NQO1 Das Double-Nickase-Plasmid (h) besteht aus einem aufeinander abgestimmten Plasmidpaar, das für die hochspezifische Bearbeitung des NQO1-Lokus in human-Zelllinien entwickelt wurde. Jedes Plasmid exprimiert eine Cas9-D10A-Nickase und eine spezifische sgRNA, die auf entgegengesetzte DNA-Stränge innerhalb von NQO1 abzielt. Wenn sie auf benachbarte Stellen auf entgegengesetzten DNA-Strängen gerichtet sind, erzeugen die beiden Nickasen versetzte Einzelstrang-Schnitte, die zusammen einen versetzten Doppelstrangbruch erzeugen, was eine koordinierte On-Target-Aktivität beider Guides erfordert. Der resultierende DNA-Bruch wird durch endogene zelluläre Reparaturwege behoben, meist durch nicht-homologe Endverknüpfung (NHEJ), was zu Insertionen oder Deletionen führt, die die NQO1-Funktion stören. Durch die Notwendigkeit einer doppelten sgRNA-Bindung am Zielort erhöht der Doppel-Nick-Ansatz die Spezifität der Bearbeitung und bietet eine komplementäre CRISPR-Strategie für Anwendungen, bei denen eine zusätzliche Kontrolle über die Zielgenauigkeit gewünscht ist.

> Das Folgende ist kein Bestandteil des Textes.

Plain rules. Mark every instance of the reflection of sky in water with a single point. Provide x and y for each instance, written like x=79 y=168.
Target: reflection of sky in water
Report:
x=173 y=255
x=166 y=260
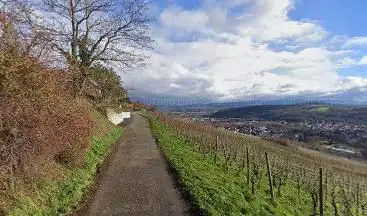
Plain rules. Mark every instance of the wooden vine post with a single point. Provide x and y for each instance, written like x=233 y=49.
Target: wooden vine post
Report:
x=270 y=177
x=216 y=149
x=248 y=167
x=321 y=195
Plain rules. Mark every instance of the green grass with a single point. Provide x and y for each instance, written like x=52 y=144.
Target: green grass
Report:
x=220 y=192
x=58 y=197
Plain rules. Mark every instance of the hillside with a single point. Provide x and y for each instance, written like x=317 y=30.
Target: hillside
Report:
x=225 y=173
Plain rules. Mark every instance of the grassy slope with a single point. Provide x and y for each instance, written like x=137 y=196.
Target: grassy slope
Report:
x=58 y=195
x=218 y=192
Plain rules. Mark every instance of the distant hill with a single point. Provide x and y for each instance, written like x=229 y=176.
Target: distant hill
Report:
x=296 y=113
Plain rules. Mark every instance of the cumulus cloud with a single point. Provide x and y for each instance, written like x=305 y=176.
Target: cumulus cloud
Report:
x=356 y=41
x=213 y=51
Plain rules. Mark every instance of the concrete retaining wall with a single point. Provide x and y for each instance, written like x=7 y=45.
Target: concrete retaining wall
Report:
x=117 y=118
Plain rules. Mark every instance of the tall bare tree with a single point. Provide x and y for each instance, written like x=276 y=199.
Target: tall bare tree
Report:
x=87 y=32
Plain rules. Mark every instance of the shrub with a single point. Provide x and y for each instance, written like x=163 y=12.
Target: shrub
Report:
x=39 y=119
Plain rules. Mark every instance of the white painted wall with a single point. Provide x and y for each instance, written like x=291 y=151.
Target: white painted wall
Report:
x=117 y=118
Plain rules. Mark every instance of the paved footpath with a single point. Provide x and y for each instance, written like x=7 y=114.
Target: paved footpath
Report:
x=136 y=180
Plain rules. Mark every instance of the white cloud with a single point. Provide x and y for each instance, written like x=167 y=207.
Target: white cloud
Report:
x=363 y=60
x=356 y=41
x=180 y=19
x=231 y=57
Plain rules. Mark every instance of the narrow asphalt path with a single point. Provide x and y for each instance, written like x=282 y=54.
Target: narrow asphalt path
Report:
x=136 y=180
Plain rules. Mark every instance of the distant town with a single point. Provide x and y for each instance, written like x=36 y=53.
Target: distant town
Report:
x=344 y=138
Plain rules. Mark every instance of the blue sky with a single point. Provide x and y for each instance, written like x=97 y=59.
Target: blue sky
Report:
x=246 y=49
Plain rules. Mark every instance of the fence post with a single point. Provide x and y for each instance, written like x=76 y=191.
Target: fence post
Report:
x=270 y=177
x=321 y=195
x=248 y=167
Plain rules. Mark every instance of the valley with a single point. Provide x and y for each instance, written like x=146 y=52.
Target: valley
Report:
x=336 y=129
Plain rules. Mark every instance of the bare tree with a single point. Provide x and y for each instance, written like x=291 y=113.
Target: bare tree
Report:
x=87 y=32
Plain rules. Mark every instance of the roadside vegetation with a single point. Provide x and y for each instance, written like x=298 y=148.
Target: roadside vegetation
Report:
x=227 y=174
x=57 y=78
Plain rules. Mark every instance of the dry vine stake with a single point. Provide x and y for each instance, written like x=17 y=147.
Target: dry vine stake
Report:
x=248 y=167
x=270 y=177
x=321 y=195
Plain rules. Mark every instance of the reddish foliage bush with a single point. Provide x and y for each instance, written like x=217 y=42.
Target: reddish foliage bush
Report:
x=39 y=119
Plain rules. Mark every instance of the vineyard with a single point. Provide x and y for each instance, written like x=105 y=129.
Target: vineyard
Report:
x=300 y=181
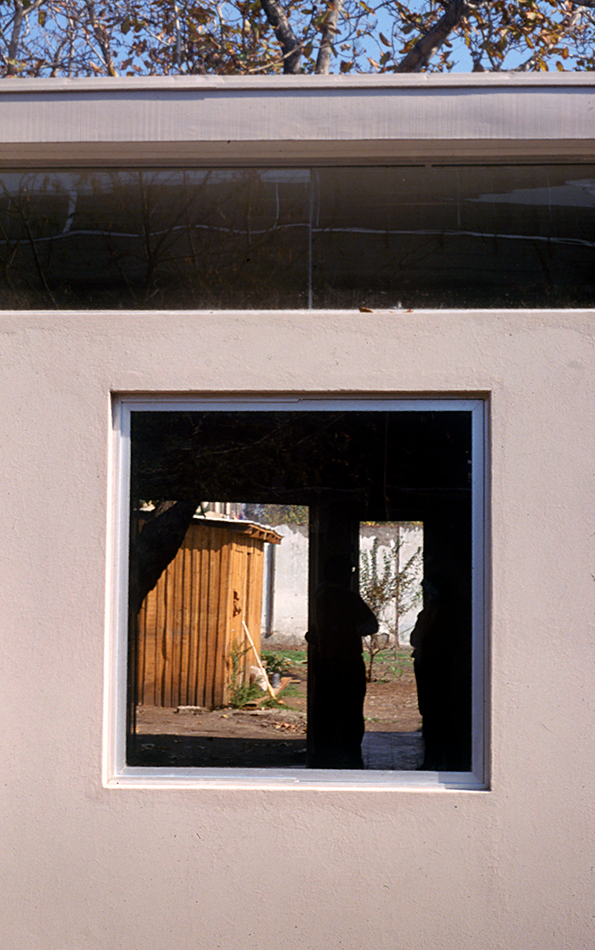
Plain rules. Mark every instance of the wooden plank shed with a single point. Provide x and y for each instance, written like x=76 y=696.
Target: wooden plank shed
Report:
x=191 y=624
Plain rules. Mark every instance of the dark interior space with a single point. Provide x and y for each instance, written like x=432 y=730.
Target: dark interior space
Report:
x=348 y=466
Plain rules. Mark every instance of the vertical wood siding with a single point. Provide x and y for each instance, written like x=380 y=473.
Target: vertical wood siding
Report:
x=187 y=627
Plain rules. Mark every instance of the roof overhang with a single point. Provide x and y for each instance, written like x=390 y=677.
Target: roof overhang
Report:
x=288 y=120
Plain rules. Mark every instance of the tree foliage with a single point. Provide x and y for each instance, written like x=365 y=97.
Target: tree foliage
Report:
x=389 y=592
x=46 y=38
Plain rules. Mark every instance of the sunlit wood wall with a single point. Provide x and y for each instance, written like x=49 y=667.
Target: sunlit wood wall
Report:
x=190 y=623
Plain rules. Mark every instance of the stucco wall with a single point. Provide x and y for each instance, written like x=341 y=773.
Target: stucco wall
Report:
x=94 y=868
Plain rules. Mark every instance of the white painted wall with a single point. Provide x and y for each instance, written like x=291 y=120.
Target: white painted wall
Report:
x=290 y=573
x=290 y=592
x=87 y=867
x=93 y=868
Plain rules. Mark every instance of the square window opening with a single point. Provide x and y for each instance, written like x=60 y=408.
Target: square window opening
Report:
x=380 y=504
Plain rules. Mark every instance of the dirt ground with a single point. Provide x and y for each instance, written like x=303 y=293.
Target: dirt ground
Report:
x=263 y=738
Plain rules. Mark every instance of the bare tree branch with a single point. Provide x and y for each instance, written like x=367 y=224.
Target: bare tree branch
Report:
x=323 y=61
x=102 y=38
x=292 y=53
x=430 y=43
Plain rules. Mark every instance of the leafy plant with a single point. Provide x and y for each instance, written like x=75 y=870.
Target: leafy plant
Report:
x=382 y=585
x=241 y=692
x=275 y=663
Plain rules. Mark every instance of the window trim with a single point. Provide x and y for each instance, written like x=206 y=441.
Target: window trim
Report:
x=117 y=774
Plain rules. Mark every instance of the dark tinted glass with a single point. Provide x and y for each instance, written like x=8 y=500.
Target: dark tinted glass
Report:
x=511 y=236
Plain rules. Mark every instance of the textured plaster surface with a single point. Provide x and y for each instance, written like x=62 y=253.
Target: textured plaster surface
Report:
x=92 y=868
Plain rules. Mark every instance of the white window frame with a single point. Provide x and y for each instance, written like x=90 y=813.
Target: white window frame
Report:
x=118 y=774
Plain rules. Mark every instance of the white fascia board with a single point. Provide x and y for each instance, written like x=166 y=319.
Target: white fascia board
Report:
x=292 y=119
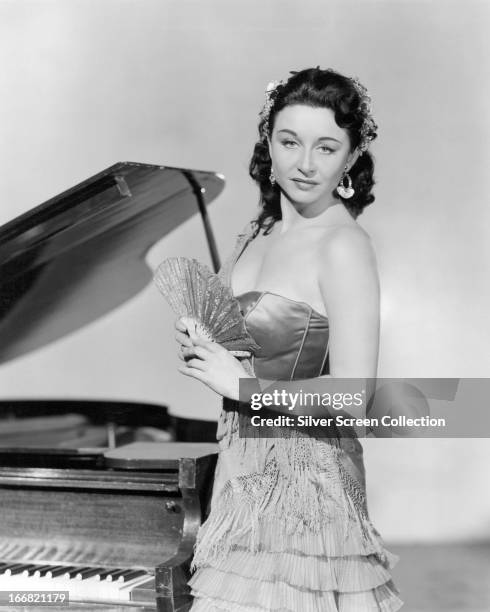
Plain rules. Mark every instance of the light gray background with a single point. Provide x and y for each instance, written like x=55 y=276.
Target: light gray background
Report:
x=87 y=83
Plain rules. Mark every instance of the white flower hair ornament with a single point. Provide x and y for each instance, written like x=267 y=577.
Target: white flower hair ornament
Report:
x=368 y=129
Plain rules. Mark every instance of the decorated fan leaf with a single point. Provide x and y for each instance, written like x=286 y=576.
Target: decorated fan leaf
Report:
x=193 y=291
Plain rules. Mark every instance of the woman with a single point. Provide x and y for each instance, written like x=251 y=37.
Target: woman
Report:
x=289 y=527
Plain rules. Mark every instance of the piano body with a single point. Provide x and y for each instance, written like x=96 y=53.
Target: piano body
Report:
x=113 y=526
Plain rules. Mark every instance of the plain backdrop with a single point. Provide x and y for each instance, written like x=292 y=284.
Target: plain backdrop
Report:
x=87 y=83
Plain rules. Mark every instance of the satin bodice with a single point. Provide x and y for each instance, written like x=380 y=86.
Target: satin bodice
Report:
x=293 y=338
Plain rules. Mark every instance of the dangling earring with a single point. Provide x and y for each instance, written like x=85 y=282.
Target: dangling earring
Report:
x=342 y=190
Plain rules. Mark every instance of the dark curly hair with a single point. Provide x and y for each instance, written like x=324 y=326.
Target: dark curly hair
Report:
x=317 y=88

Um eine effiziente Identifizierung editierter Zellen zu unterstützen, kodiert ein Plasmid GFP zur fluoreszierenden Visualisierung transfizierter Populationen, während das Begleitplasmid ein Puromycin-Resistenzgen für die Antibiotika-Selektion trägt. Zusammen unterstützen diese Merkmale eine effiziente Anreicherung co-transfizierter Populationen und vereinfachen die Validierung von Klonen mit NQO1-Störung.
Nur für Forschungszwecke. Nicht für diagnostische oder therapeutische Zwecke bestimmt.